Well, rather than just telling someone who appears to me to be a bit new to ideas like this that it’s risky with no reward, and that they don’t understand what’s involved with this, why not offer a less risky alternative, along with explaining what’s involved?
I’ve done a lot of drip acclimating with air line tubing, with a 4’ drop wide open runs about 3gph. Seeing as a proper drip acclimation requires doubling the shipping water, which isn’t much, every hour for 3 hours this is way to fast. I’m cheap; tie knots, use clips & so on. It still isn’t a walk away long term thing, a half hour once it’s set sure, no way for 3 hours.
Air line, as mentioned, is small bore, just begging to be plugged by the tiniest bit of debris. The valve you mentioned would be the place it plugs, as this will have the smallest passage in the system. Look into setting up a self leveling siphon overflow, for a few dollars of pvc parts you’ll have a drain that is ½” diameter, and will be much more difficult to plug than air line tubing. If your water feed from the bucket runs slower or faster it won’t matter, this device will maintain a water level in your tank. I’d run the feed bucket line down to the bottom of the tank opposite of the overflow.

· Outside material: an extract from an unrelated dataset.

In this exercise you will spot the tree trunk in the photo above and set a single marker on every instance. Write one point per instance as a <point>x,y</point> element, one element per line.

If you want to ramp it up a bit hardware wise, and cost wise look into setting up a drip emitter from your water supply; 2 GPH PC Drip Emitter, Color Green
Install a saddle valve on your water pipe, just like what’s used to install the supply for the icemaker on a fridge. Any cheap carbon block filter after the emitter will work on a flow rate that low, removing chlorine, chloramines, as well as other contaminants. This will work with the previously mentioned overflow, a step beyond that would be drilling the tank for an overflow. Run the overflow to a drain, depending on your tank & emitter size you could walk away from this for a few hours to most of the day.
These ideas are just smaller scale hardware setups of what is done in larger private & commercial fishrooms. This will eliminate many hours of hands on water changes, but as mentioned there’s still lots of other maintenance that requires a hands on approach.